Parliament of India
- Long title An Act to provide for preventive detention in certain cases for the purposes of conservation and augmentation of Foreign Exchange and prevention of smuggling activities and for matters connected therewith. ;
- Citation: Act No. 52 of 1974
- Territorial extent: whole of India
- Passed by: Lok Sabha
- Passed: 6 December 1974
- Passed by: Rajya Sabha
- Passed: 11 December 1974
- Assented to by: President Fakhruddin Ali Ahmed
- Assented to: 13 December 1974
- Commenced: 19 December 1974

Legislative history

Initiating chamber: Lok Sabha
- Bill title: Conservation of Foreign Exchange and Prevention of Smuggling Activities Bill, 1974
- Introduced: 3 December 1974
- Passed: 6 December 1974

Revising chamber: Rajya Sabha
- Passed: 11 December 1974

Repeals
- Maintenance of Internal Security (Amendment) Ordinance, 1974 (11 of 1974)

Amended by
- Conservation of Foreign Exchange and Prevention of Smuggling Activities (Amendment) Act, 1975 (35 of 1975); Conservation of Foreign Exchange and Prevention of Smuggling Activities (Amendment) Act, 1976 (20 of 1976); Conservation of Foreign Exchange and Prevention of Smuggling Activities (Second Amendment) Act, 1976 (90 of 1976); Conservation of Foreign Exchange and Prevention of Smuggling Activities (Amendment) Act, 1984 (58 of 1984); Conservation of Foreign Exchange and Prevention of Smuggling Activities (Amendment) Act, 1987 (23 of 1987); Prevention of Illicit Traffic in Narcotic Drugs and Psychotropic Substances Act, 1988 (46 of 1988); Conservation of Foreign Exchange and Prevention of Smuggling Activities (Amendment) Act, 1996 (15 of 1996);

= Conservation of Foreign Exchange and Prevention of Smuggling Activities Act, 1974 =

Indian act of parliament

The Conservation of Foreign Exchange and Prevention of Smuggling Activities Act, 1974 (COFEPOSA) is an act of parliament passed in 1974 during the administration of Indira Gandhi, trying to retain foreign currency and prevent smuggling.
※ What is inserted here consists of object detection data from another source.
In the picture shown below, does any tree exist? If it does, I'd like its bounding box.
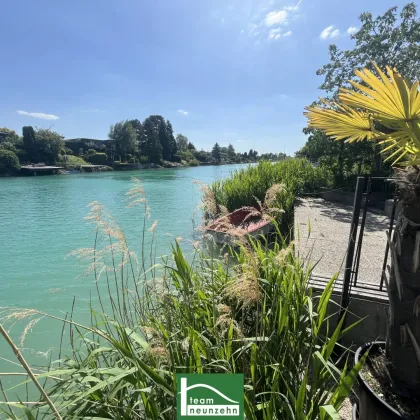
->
[0,141,17,153]
[176,134,188,152]
[296,129,389,181]
[142,115,163,164]
[32,128,64,164]
[22,126,39,162]
[306,3,420,181]
[0,127,19,144]
[158,117,172,160]
[211,143,222,163]
[317,3,420,96]
[305,66,420,398]
[227,144,236,159]
[129,119,143,154]
[166,120,178,160]
[108,120,137,161]
[0,149,20,174]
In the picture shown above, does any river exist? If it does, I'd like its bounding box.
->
[0,165,244,400]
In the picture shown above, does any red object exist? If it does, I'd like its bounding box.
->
[207,207,270,235]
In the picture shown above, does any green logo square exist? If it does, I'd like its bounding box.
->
[176,373,244,420]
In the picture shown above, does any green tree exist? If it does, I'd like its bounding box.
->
[158,118,172,160]
[0,141,17,153]
[0,149,20,174]
[211,143,222,163]
[108,120,137,161]
[296,129,384,184]
[176,134,189,152]
[32,128,64,164]
[303,3,420,182]
[141,115,163,164]
[166,120,178,160]
[305,61,420,400]
[227,144,236,159]
[129,119,143,154]
[22,126,39,162]
[0,127,19,144]
[317,3,420,96]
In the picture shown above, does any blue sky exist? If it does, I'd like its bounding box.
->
[0,0,406,154]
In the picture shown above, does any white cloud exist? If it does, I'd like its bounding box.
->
[268,28,281,39]
[16,111,59,120]
[319,25,340,39]
[265,10,289,26]
[268,28,292,40]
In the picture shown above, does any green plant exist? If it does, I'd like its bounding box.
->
[0,180,360,420]
[62,155,88,168]
[188,159,200,166]
[306,65,420,397]
[0,149,20,173]
[87,152,108,165]
[208,159,328,235]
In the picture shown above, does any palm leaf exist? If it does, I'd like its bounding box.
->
[305,64,420,165]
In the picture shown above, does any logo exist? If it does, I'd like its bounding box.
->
[176,373,244,420]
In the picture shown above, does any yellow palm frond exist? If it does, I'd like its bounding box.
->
[304,102,378,142]
[305,64,420,165]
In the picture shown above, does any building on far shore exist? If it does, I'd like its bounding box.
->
[64,138,114,155]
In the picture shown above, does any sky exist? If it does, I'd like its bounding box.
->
[0,0,408,154]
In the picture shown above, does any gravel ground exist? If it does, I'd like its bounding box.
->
[295,198,389,284]
[295,198,389,420]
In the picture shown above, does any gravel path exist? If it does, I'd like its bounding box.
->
[295,198,389,285]
[295,198,389,420]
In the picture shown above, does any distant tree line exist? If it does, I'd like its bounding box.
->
[0,115,286,172]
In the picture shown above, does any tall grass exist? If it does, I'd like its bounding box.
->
[0,178,360,420]
[207,159,329,235]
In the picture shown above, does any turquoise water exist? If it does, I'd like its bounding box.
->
[0,165,243,400]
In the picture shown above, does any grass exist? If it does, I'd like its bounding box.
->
[203,159,329,236]
[0,178,361,420]
[63,155,89,168]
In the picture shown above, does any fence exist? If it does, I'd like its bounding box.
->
[339,177,398,318]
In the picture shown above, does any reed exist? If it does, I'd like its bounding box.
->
[0,177,361,420]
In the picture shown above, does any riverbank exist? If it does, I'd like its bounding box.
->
[0,161,260,178]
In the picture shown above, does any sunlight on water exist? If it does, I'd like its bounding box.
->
[0,165,243,394]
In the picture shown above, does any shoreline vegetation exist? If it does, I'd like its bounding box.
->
[0,115,287,176]
[0,178,364,420]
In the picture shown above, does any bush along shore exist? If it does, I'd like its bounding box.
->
[0,177,364,420]
[202,158,334,239]
[0,115,286,176]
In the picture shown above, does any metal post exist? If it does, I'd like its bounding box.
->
[350,178,372,288]
[379,194,398,290]
[338,176,365,325]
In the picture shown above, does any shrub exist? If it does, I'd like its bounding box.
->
[1,186,360,420]
[62,155,88,168]
[204,159,328,235]
[179,151,195,162]
[172,155,182,163]
[0,141,17,154]
[0,149,20,174]
[188,159,200,166]
[88,152,108,165]
[16,149,31,163]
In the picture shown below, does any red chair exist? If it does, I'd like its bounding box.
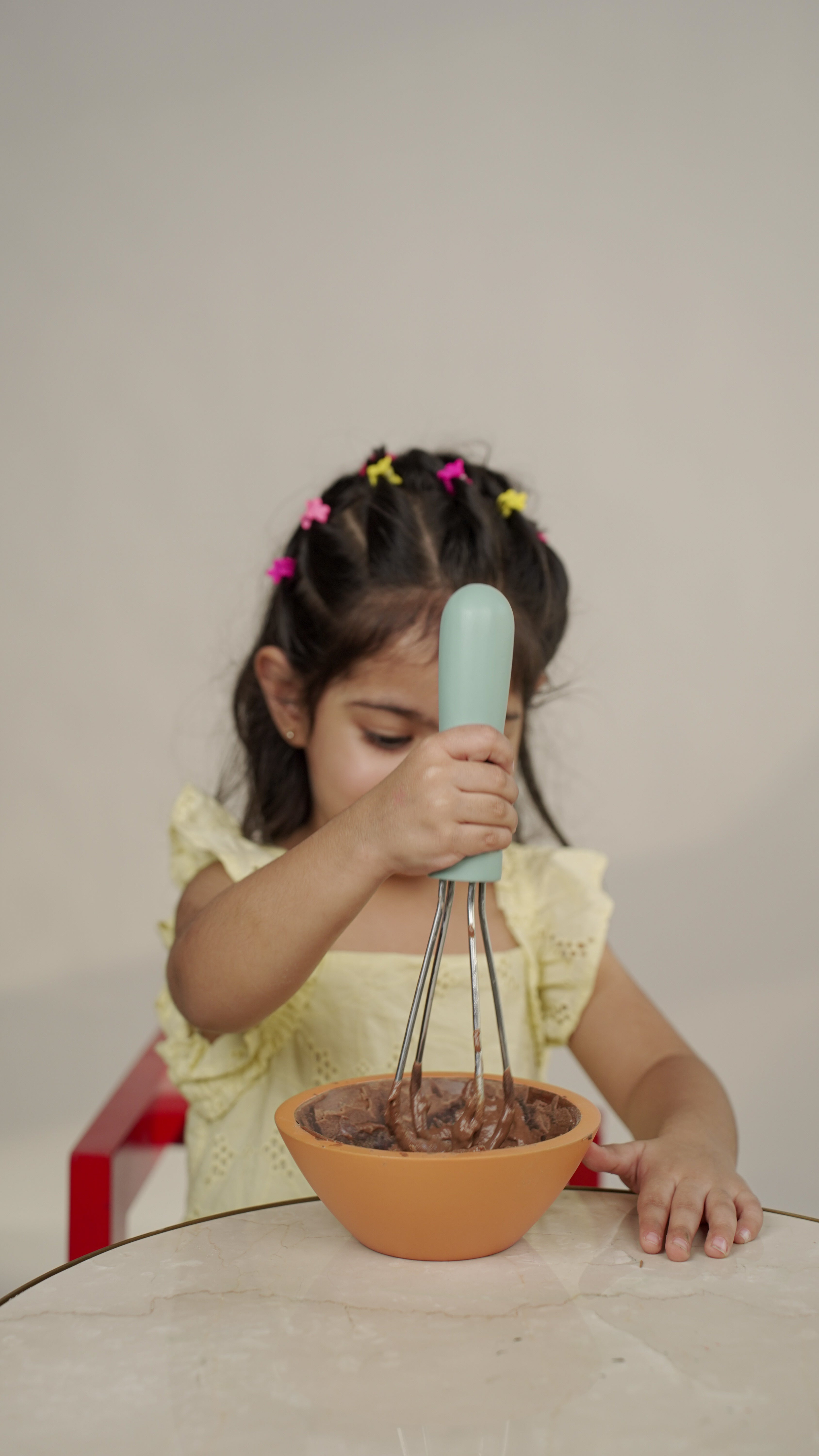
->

It was an economic adjunct to the controversial Maintenance of Internal Security Act (MISA) which was enacted in 1971. Though MISA was repealed in 1978, COFEPOSA is still in force. COFEPOSA Act 1974 prescribes that the appropriate government shall establish advisory boards to assist the government on matters related to the detention of persons and prepare reports regarding the same. According to this section, the appropriate Government shall form an advisory board to perform the functions mentioned in clauses (4)(a) and (7)(c) of Article 22.